Cuento de Flannery O’Connor: El tren
De tanto pensar en el camarero casi se había olvidado de la litera. Le tocaba una de arriba. El hombre de la estación había dicho que podía darle una de las de abajo y Haze le había preguntado si no tenía de las de arriba. Al acomodarse en el asiento, Haze se había fijado en que, encima de su cabeza, el techo era redondeado. Ahí estaba la litera. Bajaban el techo y ahí estaba, y para subirte tenías que usar una escalera. No había visto ninguna escalera por ahí; supuso que las guardarían en el armario. El armario estaba justo por donde se entraba. Cuando se subió al tren había visto al camarero de pie, delante del armario, poniéndose la chaqueta del uniforme. Haze se había parado justo en ese instante, justo donde estaba.
La forma en que movía la cabeza era igual, y la nuca era igual, y el brazo lo tenía igual de corto. Se apartó del armario y miró a Haze, y Haze le vio los ojos y eran iguales; eran idénticos… así, de entrada, idénticos a los del viejo Cash, pero después eran diferentes.

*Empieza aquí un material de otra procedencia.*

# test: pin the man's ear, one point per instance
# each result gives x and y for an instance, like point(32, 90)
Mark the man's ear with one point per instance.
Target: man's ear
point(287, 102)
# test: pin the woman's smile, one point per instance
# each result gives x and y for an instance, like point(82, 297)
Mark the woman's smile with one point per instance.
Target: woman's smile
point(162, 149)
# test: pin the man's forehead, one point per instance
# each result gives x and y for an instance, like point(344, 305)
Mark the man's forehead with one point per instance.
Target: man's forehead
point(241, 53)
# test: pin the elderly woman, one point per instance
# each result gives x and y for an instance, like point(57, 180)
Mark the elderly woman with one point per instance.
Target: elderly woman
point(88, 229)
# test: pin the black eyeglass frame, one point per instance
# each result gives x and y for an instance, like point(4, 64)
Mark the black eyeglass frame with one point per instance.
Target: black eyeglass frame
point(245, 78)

Se volvieron diferentes mientras los miraba; se endurecieron por completo.
¿A… a qué hora bajan las camas? —farfulló Haze.

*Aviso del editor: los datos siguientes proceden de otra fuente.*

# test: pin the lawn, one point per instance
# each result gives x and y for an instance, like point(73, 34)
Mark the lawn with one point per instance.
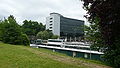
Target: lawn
point(18, 56)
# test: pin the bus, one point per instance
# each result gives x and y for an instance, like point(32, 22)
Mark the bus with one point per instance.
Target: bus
point(55, 42)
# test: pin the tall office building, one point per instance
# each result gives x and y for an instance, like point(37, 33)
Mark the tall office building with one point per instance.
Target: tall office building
point(63, 26)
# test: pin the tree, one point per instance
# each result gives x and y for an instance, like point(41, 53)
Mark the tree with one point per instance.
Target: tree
point(25, 40)
point(108, 12)
point(10, 31)
point(54, 37)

—Falta mucho todavía —contestó el camarero, y volvió a buscar otra vez dentro del armario.
Haze no supo qué más decirle. Se fue para su compartimento.

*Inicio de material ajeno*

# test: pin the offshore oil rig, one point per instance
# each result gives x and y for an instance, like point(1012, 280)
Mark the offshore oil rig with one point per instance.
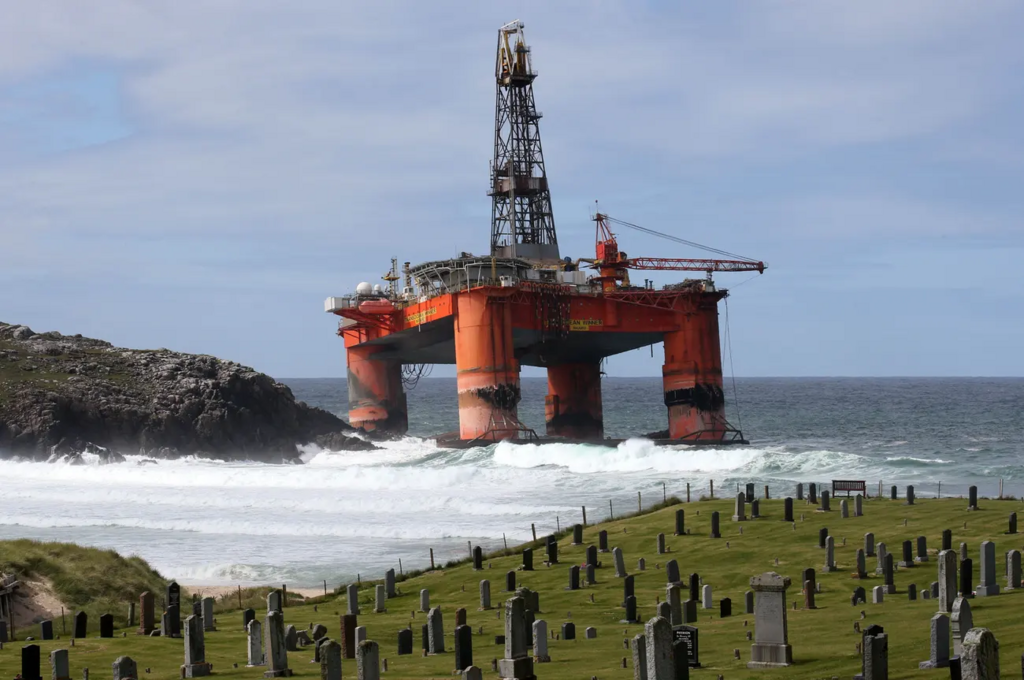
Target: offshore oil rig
point(523, 304)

El tren era ahora una mancha gris que avanzaba rauda dejando atrás atisbos de árboles, campos veloces y un cielo inmóvil que se oscurecía mientras se alejaba. Haze reclinó la cabeza en el respaldo y miró por la ventanilla, la luz amarillenta del tren lo bañaba con su tibieza. El camarero había pasado dos veces: dos veces hacia atrás y dos veces hacia delante, y la segunda vez que había pasado hacia delante le había echado a Haze una mirada severa, y luego había seguido su camino sin decir nada; Haze se había dado la vuelta para verlo marchar tal como había hecho la vez anterior.
Hasta su forma de andar era igual. Todos los negros de la quebrada se parecían. Eran unos negros de un tipo muy personal, pesados y calvos, pura roca. En sus tiempos, el viejo Cash había pesado noventa kilos, sin un gramo de grasa, y no levantaba más de metro cincuenta y cinco del suelo. Haze quería hablar con el camarero. ¿Qué le comentaría el camarero cuando él le dijese: «Soy de Eastrod»? ¿Qué le diría él?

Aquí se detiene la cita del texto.